Live Review
Mac DeMarco, KOKO, London
22nd May 2014
The sell-out show proves overwhelming for the increasingly (well, relatively) mature singer-songwriter.
“JUST RECEIVED AN EMAIL FROM MAC DEMARCO’S TOUR MANAGER INFORMING US TO BE PREPARED COS THE SHOWS ON THIS TOUR SO FAR HAVE BEEN “A BIT WILD”!”
We can’t say we weren’t warned. A day prior to Mac DeMarco’s biggest London show to date and the signs are laid clear by Manchester promoters Now Wave. This time round, Canada’s slacked-out poster boy means business (or more likely, an excess of pleasure), and the crowds do too. Last time he toured the UK it was grotty venues swelled by his wide-smiles, cheeky pranks and effortlessly loveable personality – oh, and an album or two’s worth of stoner rock ‘n’ roll anthems. This time he’s got one more, and he’s reached a whole new plain with it.
Mac DeMarco enters the stage and he’s overwhelmed. Shyly introducing himself, the sparkle in his eye is insatiable – to be met with such applause bowls him over in an instant. It is a beautiful sight to see a man so humbled. Opening with this year’s laa-laden, eponymous album opener ‘Salad Days’ and the buzz is festival-esque: people ride shoulders, brazenly chant-a-long, and the good times flow free. Five songs in with live favourite ‘Cooking Up Something Good’ and the atmosphere hasn’t let up. They fucking love it.
The new album, unsurprisingly, fits in perfectly with Mac’s established live set – and while not of a substantially different flavour to his previous, ‘2’, the addition of a synthesiser to the live show is a much-welcomed one. ‘Passing Out Pieces’ receives one of the greatest receptions of an energised and vocal crowd, and the gooey electronics sound outstanding later on album highlight ‘Chamber Of Reflection’, as well as the George Harrison-esque ‘I’m A Man’ - the only inclusion from Mac’s debut record ‘Rock N Roll Night Club’. But in other aspects, with new material he also brings change with him; “Please don’t take my love away”, he sings on ‘Let My Baby Stay’, and it is at this point that a newfound (relative) maturity is laid out by the jangling artist.
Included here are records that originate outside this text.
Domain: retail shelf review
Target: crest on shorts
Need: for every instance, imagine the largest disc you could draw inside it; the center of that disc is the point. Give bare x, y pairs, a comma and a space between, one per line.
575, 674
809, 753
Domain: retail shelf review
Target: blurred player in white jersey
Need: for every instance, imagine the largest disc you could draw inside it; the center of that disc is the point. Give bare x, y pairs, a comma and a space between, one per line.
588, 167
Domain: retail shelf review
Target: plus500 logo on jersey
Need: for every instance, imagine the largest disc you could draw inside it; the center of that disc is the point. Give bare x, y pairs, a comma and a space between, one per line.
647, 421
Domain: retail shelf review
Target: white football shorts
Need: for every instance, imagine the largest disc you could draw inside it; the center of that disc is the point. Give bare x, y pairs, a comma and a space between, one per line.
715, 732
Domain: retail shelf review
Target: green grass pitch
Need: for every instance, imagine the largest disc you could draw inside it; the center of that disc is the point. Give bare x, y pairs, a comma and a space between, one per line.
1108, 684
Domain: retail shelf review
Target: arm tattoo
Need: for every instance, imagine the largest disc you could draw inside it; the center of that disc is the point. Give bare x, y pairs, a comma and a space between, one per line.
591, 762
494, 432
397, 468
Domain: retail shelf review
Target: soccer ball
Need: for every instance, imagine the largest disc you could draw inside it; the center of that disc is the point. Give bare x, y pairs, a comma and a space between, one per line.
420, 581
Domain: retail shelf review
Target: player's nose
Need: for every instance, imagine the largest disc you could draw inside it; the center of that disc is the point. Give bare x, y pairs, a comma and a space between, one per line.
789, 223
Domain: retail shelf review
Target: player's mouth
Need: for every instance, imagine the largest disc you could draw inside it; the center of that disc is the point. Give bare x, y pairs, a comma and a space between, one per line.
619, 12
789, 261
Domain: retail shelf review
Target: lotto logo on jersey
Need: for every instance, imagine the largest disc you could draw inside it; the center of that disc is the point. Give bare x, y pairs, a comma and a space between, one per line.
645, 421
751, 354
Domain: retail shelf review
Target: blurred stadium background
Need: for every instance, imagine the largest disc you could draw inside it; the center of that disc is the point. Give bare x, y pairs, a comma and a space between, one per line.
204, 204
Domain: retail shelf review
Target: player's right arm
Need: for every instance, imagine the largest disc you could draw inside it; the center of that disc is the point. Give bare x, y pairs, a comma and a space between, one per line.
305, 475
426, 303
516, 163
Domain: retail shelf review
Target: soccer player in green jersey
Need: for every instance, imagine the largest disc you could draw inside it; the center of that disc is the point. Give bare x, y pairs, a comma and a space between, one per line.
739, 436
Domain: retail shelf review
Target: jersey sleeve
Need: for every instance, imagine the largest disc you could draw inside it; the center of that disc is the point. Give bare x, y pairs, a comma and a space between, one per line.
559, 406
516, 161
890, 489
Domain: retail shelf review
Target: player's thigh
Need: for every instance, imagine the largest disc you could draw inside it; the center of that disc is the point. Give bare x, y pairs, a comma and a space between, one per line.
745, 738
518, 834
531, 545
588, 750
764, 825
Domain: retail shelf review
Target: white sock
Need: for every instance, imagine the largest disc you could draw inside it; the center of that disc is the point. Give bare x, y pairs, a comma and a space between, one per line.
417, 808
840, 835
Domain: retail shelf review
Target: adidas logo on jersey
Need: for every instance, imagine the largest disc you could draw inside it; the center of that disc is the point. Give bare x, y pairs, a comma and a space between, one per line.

Like the wizened lyrics of ‘Salad Days’, Mac seems to have grown into his rock star status with his return to London. He may not be ready for it entirely, but he’s at least been forced to accept it. Gone are the drawling stories about being stoned in the basement, the on-stage belching, the charming dopiness. Bassist Pierce McGarry, whilst still donning the same Jurassic Park baseball cap, attempts a staple between-song joke to fill the silence, but this time he’s barely audible; the show has grown and the 'raunchfests' of old seem like they no longer fit. That doesn’t stop Mac crowd surfing around the whole venue at the end of the set, visible only for his red Vans emerging from the gangly blur of limbs beneath him, but this, for sure, is a performance that finally lets the music do most of the talking.
While those ridiculous medley jams of old are no longer a feature, we are left tonight with a rapturous ode to another great Canadian. “Kneel for Neil”, demands Mac, as the audience squats before he bursts into an ravenous encore of Neil Young’s ‘Unknown Legend’, and it is a song whose title could be the greatest metaphor for the man covering it. Maybe he wasn’t prepared for it, but Mac DeMarco has been crowned tonight; he can only continue to flourish from here.